There’s more. Let’s move along to the more positive side of the Based God.

The Blessing

Toronto Blue Jays

In almost every religion, praying to whatever higher entity is essential. It is communication with that higher entity, and when it comes to the Based God, that principle rings true.

After the Toronto Blue Jays lost the first two games of the 2015 ALDS at home to the Texas Rangers, Toronto Councillor Norm Kelly (or really, whomever runs his Twitter account) asked for Lil B’s blessing ahead of what could’ve been the end of Toronto’s season.

The Blue Jays would go on to win a tidy 5-1 result in Game 3.

In Game 4, Toronto dominated once again, defeating the Rangers to the tune of a 8-4 score, evening the series at two apiece and forcing a decisive fifth game in Toronto.

Game 5 was knotted at 2-2 heading into the seventh inning. At the top of the frame, the Rangers scored a run to take a 3-2 lead. In the bottom of the same inning, the Blue Jays tied the game back up. Three consecutive Ranger-errors and a double-play later, Jose Bautista stepped up to the plate.

We all know what happened.


For all you non-believers, that stands for “Thank you, Based God.”

At this point, you might still have doubts. All three instances have dealt with professional sports. Surely, Lil B doesn’t care about amateurs. His divine influence couldn’t touch the NCAA, right?

Wrong. I now bring Texas football to the stand.

Texas football

The Longhorns were in the midst of a horrendous three-week stretch. Second-year coach Charlie Strong’s side seemed to be doing everything wrong. Against California, a comeback attempt fell one point short due to a missed extra point. A special team error led to a loss against Oklahoma State a week later. Texas followed that with a 48-point loss to the TCU Horned Frogs.

Finally, at 1-3 and what seemed like rock bottom, Texas defensive end Bryce Cottrell did what any good believer would do: He repented.

And the Based God answered.

The Longhorns squared off against then-No. 10 Oklahoma and the red-hot Baker Mayfield. A wonderful defensive performance was capped by Texas keeping the ball for the last 3:33 of game-time to halt any comeback effort from the Oklahoma.

Texas ended up beating the rival-Sooners 24-17 and gave Strong the water-cooler treatment.

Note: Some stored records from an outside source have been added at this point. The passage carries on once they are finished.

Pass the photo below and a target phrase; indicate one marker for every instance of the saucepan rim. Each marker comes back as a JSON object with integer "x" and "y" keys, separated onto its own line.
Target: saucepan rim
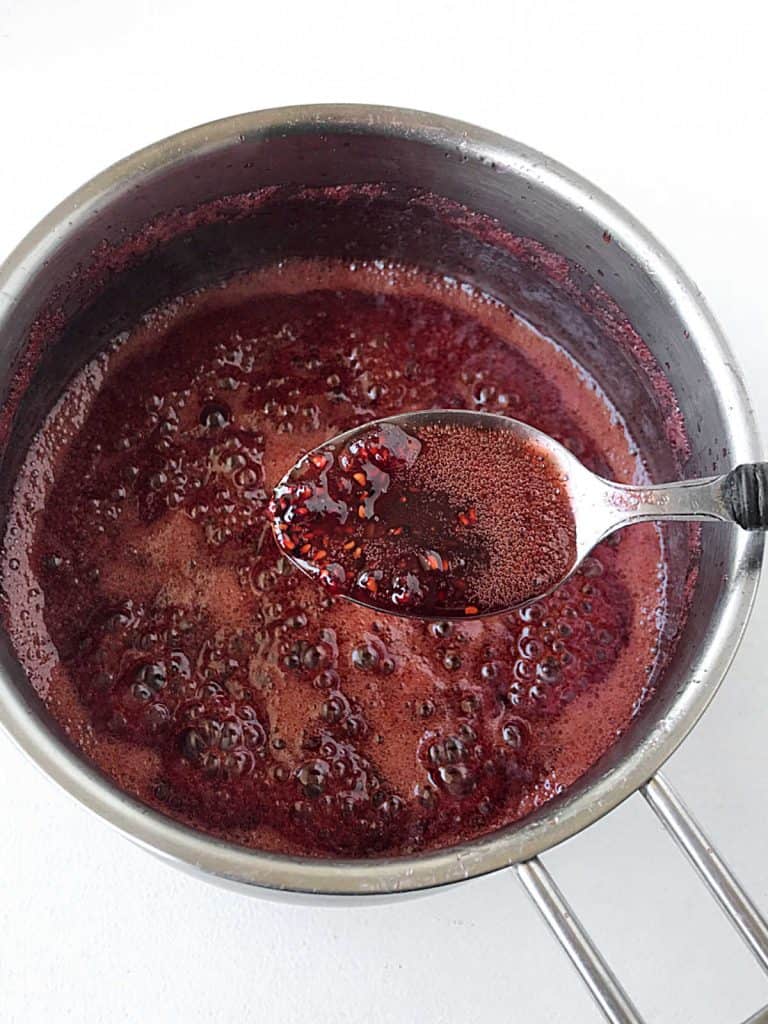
{"x": 257, "y": 871}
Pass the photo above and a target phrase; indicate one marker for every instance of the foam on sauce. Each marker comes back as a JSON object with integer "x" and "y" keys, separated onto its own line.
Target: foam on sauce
{"x": 200, "y": 671}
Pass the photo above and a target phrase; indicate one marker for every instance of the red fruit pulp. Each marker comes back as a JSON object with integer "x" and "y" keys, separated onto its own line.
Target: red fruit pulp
{"x": 202, "y": 672}
{"x": 439, "y": 519}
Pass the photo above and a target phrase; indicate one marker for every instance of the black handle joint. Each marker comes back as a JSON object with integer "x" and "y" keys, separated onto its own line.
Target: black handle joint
{"x": 745, "y": 495}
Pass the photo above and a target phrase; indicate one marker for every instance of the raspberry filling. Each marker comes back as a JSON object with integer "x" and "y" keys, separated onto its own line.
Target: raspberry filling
{"x": 439, "y": 519}
{"x": 185, "y": 655}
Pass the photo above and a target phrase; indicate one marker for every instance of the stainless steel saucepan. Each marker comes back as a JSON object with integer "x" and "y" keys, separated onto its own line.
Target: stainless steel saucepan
{"x": 584, "y": 270}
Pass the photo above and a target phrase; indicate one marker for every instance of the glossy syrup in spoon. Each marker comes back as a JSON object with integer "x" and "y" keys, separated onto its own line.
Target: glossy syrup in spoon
{"x": 449, "y": 513}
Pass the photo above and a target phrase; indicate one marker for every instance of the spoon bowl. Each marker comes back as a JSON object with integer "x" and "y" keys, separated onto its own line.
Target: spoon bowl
{"x": 453, "y": 513}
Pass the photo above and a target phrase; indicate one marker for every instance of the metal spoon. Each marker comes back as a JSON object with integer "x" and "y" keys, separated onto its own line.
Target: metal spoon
{"x": 599, "y": 507}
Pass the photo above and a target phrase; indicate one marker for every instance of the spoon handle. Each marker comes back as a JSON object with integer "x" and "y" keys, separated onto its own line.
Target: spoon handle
{"x": 740, "y": 497}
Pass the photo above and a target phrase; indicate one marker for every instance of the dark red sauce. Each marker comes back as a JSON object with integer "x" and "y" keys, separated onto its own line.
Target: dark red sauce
{"x": 441, "y": 518}
{"x": 184, "y": 654}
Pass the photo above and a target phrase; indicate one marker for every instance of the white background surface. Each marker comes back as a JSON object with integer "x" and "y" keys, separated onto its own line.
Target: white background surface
{"x": 664, "y": 104}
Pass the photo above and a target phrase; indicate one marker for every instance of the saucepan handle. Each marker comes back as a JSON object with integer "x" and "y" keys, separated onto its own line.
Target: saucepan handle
{"x": 603, "y": 984}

That result seemed to have little-to-no logical explanation.

Only the Based God.

That brings us back to Tempe and Arizona State’s monumental task against the Golden Bears.

ASU “doesn’t care” about blessing

Up until this point, Lil B’s influence has been limited to only when the Based God feels like wrong has been done to him or when someone has asked. The cause-and-effect has been pretty clear, but nobody seemed to ask the rapper about the Golden Bears. His tweet was not a reply to any specific action nor a tweet.

However, he does have deep ties to the community.

Lil B grew up in Berkeley. He went to high school in Berkeley. Unconfirmed rumors of him having a Women’s Studies degree from UC Berkeley have circulated the internet. It makes all the sense in the world.

(I actually reached out to Lil B over Twitter to find out why he chose to bless the football team this week, but did not hear back.)

Given the athletic impact of the Based God, I asked a handful of ASU players if they had seen the tweet and if they had a reaction. Not a single player said they had seen the tweet, but redshirt sophomore Armand Perry did give a reaction:

“I don’t care about Lil B,” Perry said. “I care about ASU, and we have a gameplan for a big game this week, so we’re going to come out, fight hard, and get this win.”

So far, the Based God is undefeated. He seems to be the truth and light, the Alpha and the Omega, the all-powerful being in the athletics world. All should fear him, all should praise him. All should “Tebow” to him.

But if we are acknowledging higher powers, it only seems fitting that the Based God’s strongest challenger happens to be called the (Sun) Devils.